Yazarlara sorduk: Hangi kitaplar kıyametten sonraya kalsın?

Bir internet sitesinde gördüğüm yazıyı sizinle paylaşmak istedim. Diyorlar ki hangi kitaplar kıyametten sonraya kalsın. Bu soruyu edebiyat ustalarına yöneltmişler verilen cevaplar ise oldukça etkileyici olmuş.


Nermin Yıldırım: “Kafka’yı bilsinler”

Kıyamet Kütüphanesi hem acıklı hem de iyi fikir. İnsan eliyle gezegeni peyderpey yok edeceğimizi fark etmenin, hatta kabullenmenin hazin bir sonucu. Önce yok edilmesine “eyvallah” diyeceğiz, sonra da birazını kurtarmayı deneyeceğiz. Hayata, hayatlarımıza genel olarak yaptığımız bu. Neyse, kurtarmaya kitaplardan başlamak iyi fikir, evet. İnsanın gönlü yazılmış hiçbir satırın karanlığa karışmasından yana değil. Ama zaten kıyamet kopmasa bile kaç kitap kalacak geriye…
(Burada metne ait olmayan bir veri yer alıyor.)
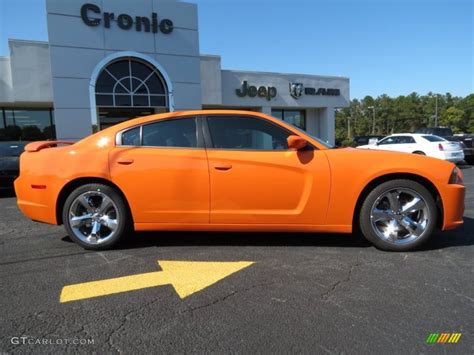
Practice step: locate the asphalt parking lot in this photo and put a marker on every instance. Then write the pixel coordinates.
(303, 293)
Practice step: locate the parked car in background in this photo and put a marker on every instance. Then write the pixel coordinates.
(364, 140)
(9, 162)
(447, 133)
(423, 144)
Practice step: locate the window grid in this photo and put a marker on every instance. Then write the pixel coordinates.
(131, 92)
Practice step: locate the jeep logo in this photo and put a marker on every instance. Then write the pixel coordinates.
(268, 92)
(92, 16)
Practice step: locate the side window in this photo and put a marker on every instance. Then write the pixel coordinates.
(406, 140)
(171, 133)
(131, 137)
(239, 132)
(389, 140)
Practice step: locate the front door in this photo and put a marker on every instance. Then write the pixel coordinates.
(162, 169)
(255, 179)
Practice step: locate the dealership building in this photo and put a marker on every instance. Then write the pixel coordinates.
(111, 60)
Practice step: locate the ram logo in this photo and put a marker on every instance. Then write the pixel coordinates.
(296, 90)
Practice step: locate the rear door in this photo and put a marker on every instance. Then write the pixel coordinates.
(162, 169)
(256, 179)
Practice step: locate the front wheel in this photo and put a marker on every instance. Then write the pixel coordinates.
(95, 216)
(398, 215)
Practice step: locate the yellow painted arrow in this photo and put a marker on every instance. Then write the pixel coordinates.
(187, 277)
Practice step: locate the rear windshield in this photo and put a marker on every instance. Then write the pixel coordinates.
(11, 149)
(434, 138)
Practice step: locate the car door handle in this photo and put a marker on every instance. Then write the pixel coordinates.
(223, 167)
(123, 161)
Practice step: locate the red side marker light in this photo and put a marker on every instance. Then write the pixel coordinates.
(39, 187)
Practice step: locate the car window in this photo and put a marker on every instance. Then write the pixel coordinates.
(131, 137)
(237, 132)
(405, 140)
(171, 133)
(432, 138)
(389, 140)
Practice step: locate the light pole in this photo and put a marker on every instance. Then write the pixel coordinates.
(436, 109)
(373, 118)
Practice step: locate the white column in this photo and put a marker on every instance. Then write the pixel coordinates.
(327, 124)
(312, 122)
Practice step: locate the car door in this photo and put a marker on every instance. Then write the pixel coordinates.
(256, 179)
(162, 169)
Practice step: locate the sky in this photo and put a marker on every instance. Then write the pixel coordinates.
(391, 47)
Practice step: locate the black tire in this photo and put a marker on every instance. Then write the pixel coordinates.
(122, 226)
(368, 228)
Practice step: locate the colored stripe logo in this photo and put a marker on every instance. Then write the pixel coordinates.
(443, 338)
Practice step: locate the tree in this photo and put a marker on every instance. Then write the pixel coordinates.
(454, 118)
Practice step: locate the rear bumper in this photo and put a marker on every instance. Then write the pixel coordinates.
(453, 205)
(6, 181)
(37, 204)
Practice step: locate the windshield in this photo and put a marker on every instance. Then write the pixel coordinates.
(433, 138)
(11, 149)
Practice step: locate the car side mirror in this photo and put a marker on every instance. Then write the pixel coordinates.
(296, 142)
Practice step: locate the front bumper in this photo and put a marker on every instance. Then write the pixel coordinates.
(37, 204)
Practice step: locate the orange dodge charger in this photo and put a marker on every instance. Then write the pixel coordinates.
(233, 171)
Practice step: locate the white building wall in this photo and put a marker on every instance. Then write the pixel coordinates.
(76, 50)
(6, 88)
(30, 71)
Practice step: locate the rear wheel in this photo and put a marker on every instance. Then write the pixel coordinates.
(95, 216)
(398, 215)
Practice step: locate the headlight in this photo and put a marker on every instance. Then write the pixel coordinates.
(456, 176)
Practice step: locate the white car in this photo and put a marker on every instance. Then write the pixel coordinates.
(424, 144)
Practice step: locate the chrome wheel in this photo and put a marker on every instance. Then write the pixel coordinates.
(93, 217)
(400, 216)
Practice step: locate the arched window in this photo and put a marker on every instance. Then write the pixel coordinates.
(129, 82)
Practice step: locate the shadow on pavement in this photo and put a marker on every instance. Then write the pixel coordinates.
(7, 193)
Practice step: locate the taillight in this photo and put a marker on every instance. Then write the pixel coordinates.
(456, 176)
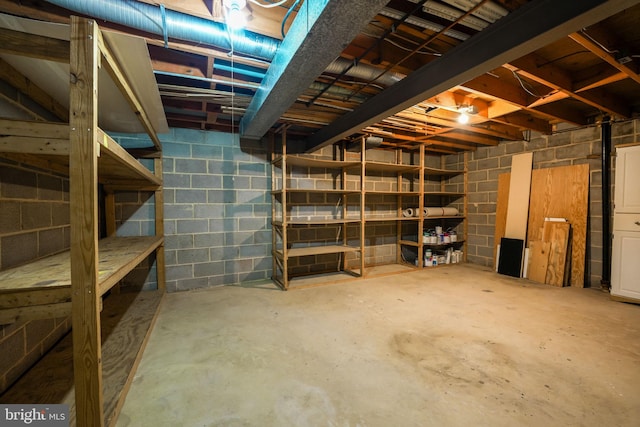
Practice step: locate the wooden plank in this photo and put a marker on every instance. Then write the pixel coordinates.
(51, 273)
(34, 46)
(16, 79)
(83, 177)
(519, 188)
(538, 260)
(557, 235)
(122, 82)
(159, 223)
(562, 192)
(501, 212)
(127, 320)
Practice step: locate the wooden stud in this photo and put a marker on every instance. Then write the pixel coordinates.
(83, 177)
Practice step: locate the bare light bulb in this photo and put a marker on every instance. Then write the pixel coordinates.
(463, 118)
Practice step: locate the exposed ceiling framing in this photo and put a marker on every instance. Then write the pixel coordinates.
(399, 69)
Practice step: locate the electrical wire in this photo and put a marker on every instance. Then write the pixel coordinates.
(523, 84)
(269, 5)
(286, 16)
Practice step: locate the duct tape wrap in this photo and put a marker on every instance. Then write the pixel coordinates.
(440, 211)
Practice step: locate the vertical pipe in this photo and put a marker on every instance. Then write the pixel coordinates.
(605, 282)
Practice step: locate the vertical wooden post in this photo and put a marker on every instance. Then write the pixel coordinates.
(363, 221)
(83, 177)
(285, 225)
(421, 207)
(159, 208)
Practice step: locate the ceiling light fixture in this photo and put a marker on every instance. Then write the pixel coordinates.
(234, 14)
(465, 110)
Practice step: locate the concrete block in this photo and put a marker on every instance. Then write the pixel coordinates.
(487, 186)
(12, 349)
(209, 211)
(178, 212)
(179, 272)
(222, 167)
(49, 187)
(543, 156)
(514, 147)
(18, 249)
(189, 284)
(168, 165)
(172, 180)
(192, 256)
(490, 163)
(208, 269)
(50, 241)
(206, 151)
(586, 134)
(191, 196)
(559, 139)
(573, 151)
(18, 183)
(208, 240)
(190, 166)
(36, 331)
(192, 226)
(480, 175)
(9, 216)
(176, 150)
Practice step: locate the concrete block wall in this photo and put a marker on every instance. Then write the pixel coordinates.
(34, 223)
(217, 208)
(565, 147)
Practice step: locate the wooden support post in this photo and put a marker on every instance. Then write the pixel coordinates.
(285, 232)
(159, 207)
(83, 177)
(363, 222)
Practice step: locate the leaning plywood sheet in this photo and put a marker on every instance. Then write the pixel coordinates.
(519, 188)
(501, 212)
(557, 234)
(562, 192)
(538, 260)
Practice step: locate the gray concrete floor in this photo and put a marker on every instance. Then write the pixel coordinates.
(449, 346)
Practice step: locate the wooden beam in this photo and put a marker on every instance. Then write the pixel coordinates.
(596, 48)
(121, 82)
(83, 188)
(26, 86)
(34, 46)
(558, 79)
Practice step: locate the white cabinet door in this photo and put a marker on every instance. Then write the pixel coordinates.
(625, 268)
(627, 185)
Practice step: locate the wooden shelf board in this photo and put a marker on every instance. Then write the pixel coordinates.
(320, 250)
(392, 218)
(48, 280)
(393, 193)
(126, 321)
(390, 167)
(314, 191)
(309, 162)
(37, 142)
(443, 193)
(441, 172)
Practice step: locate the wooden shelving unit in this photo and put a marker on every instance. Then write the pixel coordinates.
(410, 189)
(283, 221)
(77, 282)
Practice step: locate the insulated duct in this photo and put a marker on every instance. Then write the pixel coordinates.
(172, 24)
(363, 72)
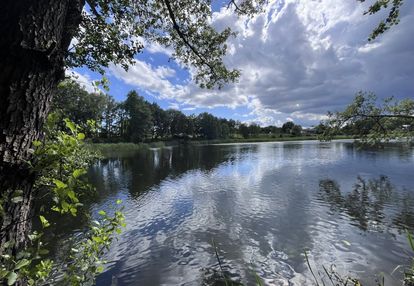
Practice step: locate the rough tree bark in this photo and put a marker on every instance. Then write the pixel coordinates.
(34, 39)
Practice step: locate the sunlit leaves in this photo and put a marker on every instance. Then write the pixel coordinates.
(371, 121)
(393, 17)
(115, 31)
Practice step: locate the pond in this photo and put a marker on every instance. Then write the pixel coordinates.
(262, 205)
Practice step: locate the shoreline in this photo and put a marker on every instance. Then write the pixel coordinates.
(110, 149)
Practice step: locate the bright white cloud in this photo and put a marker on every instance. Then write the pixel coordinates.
(299, 59)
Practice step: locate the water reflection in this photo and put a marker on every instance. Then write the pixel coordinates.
(372, 204)
(262, 204)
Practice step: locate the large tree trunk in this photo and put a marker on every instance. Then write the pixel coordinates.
(35, 36)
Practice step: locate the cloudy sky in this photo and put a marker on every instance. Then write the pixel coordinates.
(299, 59)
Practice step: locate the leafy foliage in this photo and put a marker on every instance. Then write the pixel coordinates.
(61, 161)
(372, 122)
(393, 17)
(114, 31)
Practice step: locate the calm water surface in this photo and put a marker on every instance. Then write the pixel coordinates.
(262, 204)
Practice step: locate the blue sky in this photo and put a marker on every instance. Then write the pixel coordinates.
(298, 60)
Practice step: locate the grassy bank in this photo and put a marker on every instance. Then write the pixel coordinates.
(120, 149)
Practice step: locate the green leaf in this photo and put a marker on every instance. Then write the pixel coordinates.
(72, 195)
(59, 184)
(81, 136)
(11, 278)
(70, 125)
(99, 269)
(44, 221)
(78, 172)
(17, 199)
(21, 263)
(43, 251)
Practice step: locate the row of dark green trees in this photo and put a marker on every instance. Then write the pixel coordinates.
(137, 120)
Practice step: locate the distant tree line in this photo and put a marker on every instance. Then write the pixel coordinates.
(137, 120)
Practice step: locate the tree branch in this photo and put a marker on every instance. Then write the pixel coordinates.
(183, 37)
Ben olsam elbette klasiklerden başlardım. İnsan eliyle gerçekleştirilecek kıyametten geriye kalanlar, Dostoyevski’yi bilsin mesela değil mi? İçimizin karanlığını görsünler. Kafka’yı bilsinler sonra, Josep K ile tanışsınlar. Tolstoy’un Anna Karenina’sından aşk için vazgeçilebilecekleri, Melville’i Kaptan Ahab’ından bulmanın kaybetmek olabileceğini öğrensinler. İnsanlığın irili ufaklı trajedilerini Lorca’dan, Shakespeare’den okusunlar. Kutsal kitapların nefis edebi metinler olduğunu düşünüyorum. Onları da koyayım dedim kütüphaneye evvela ama sonra vazgeçtim. İnsan eliyle koparılmış küçük kıyametlerden sonraki hayatta, kutsalın anlamı değişir belki. Belki o zaman orada başka bir dünya mümkün olur. Kim bilir. Şiir kitaplarıyla doldurmak iyi olur o kütüphaneyi bir de. Kalanlar şiir okusunlar. Kalanlar kelimelere değil, şiire inansınlar.


Sezgin Kaymaz:  “Kıyametten sonraya Mesnevi kalsın”
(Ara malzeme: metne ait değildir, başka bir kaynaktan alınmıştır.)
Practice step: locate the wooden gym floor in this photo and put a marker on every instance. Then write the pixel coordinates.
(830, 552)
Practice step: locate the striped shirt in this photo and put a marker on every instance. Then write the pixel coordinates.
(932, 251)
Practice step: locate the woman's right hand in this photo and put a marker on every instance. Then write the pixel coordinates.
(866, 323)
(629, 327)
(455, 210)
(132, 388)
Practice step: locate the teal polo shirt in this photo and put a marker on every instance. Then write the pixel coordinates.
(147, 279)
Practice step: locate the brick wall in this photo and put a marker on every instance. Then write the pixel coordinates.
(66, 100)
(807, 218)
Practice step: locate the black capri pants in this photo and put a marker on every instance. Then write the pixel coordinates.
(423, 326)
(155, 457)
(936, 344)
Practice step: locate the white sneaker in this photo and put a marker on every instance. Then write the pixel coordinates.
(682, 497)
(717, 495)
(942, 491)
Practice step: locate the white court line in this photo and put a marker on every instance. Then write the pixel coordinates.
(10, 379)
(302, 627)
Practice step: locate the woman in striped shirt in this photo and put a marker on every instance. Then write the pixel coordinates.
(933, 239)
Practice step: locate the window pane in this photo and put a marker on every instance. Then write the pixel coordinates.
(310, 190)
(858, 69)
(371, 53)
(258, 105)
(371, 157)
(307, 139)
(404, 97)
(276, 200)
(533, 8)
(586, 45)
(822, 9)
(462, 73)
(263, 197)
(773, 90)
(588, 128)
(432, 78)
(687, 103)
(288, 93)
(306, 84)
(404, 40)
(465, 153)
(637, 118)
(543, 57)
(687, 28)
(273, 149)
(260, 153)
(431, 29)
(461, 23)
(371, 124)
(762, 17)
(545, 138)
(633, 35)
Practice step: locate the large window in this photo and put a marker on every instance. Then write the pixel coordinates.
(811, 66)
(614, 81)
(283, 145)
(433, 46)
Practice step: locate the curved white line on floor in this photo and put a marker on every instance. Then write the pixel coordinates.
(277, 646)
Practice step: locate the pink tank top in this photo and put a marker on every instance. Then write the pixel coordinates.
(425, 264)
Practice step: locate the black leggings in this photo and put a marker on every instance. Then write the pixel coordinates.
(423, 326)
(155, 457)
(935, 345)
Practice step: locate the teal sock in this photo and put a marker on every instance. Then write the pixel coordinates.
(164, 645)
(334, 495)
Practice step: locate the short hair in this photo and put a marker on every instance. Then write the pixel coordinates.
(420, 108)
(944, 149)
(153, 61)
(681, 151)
Soru beni roman ve öyküyle sınırlandırdığı hâlde ben bir şiir kitabını teklif edeceğim: Mesnevî. Cevabı içindedir; hem roman, öykü vardır orada hem şiir, şarkı. Kendini 800 yıldır aralıksız okutan başka bir şiir kitabı varsa onu da alsınlar. O, kıyametten sonraya da kalsın. Lâzım. Bu kadar distopik bir geleceğe ilişkin alınan bu tedbir beni hem çok üzüyor hem de sevindiriyor. İnsanoğlunun tüm yaratıcı birikimini yok edecek yöntemler elimizde ve patlamaya hazır. Öte yandan bu birikimi korumak için de olağanüstü tedbirler almayı akıl edebiliyoruz. İnsan işte.
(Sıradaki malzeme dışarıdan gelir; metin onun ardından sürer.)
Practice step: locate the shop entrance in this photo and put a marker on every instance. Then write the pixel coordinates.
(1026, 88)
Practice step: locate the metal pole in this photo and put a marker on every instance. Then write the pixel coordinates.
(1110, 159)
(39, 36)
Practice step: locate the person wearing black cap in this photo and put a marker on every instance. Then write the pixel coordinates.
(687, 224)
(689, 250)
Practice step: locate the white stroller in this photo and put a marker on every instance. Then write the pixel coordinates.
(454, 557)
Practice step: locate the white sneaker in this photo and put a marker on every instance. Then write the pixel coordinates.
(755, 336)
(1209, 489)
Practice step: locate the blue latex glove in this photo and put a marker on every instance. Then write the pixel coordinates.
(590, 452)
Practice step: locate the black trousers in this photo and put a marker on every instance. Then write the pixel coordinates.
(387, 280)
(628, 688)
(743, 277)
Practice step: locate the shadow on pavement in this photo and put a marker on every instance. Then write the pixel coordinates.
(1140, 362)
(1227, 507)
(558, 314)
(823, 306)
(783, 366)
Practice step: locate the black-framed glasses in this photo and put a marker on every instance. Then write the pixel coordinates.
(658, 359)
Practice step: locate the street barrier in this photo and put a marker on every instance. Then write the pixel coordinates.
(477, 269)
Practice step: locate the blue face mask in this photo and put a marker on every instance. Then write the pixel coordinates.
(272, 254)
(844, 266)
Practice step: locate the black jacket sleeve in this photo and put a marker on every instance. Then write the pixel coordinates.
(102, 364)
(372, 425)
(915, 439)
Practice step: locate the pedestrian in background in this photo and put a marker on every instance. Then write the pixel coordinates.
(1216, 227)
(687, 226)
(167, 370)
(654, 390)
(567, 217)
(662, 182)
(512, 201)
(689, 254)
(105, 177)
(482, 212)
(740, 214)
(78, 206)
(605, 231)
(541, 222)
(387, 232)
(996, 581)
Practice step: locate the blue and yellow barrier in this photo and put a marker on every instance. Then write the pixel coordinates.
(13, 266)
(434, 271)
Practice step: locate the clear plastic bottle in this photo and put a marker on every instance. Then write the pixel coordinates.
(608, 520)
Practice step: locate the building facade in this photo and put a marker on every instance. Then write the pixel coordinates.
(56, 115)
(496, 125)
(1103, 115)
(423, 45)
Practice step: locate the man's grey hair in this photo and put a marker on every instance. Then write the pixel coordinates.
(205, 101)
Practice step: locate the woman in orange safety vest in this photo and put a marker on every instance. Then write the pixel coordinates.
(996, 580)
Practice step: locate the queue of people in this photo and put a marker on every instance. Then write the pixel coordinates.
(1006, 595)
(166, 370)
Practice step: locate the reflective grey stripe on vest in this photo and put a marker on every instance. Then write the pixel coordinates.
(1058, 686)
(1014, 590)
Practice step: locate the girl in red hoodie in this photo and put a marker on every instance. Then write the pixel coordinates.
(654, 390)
Celil Oker: “Gelecek kuşağa Orhan Kemal kalmalı”

Herhalde mutlaka İlyada ve Odysseia’nın olmasını isterim kütüphanede. İnsanoğlunun yarattığı en bereketli hikâye deposu olduğu için. Orhan Kemal’in Bereketli Topraklar Üzerinde’sini koyarım yanına. Çok sevdiğim ve gelecek kuşaklarla paylaşmak istediğim için. Malraux’nun Umut romanını eksik etmem. En yakınlarımızı nükleer bombasız da öldürebildiğimizi ve aslında hiç bir şeyin değişmediğini göstermek için.



Özgür Çakır: “Çehov’un hikâyeleri okunsun”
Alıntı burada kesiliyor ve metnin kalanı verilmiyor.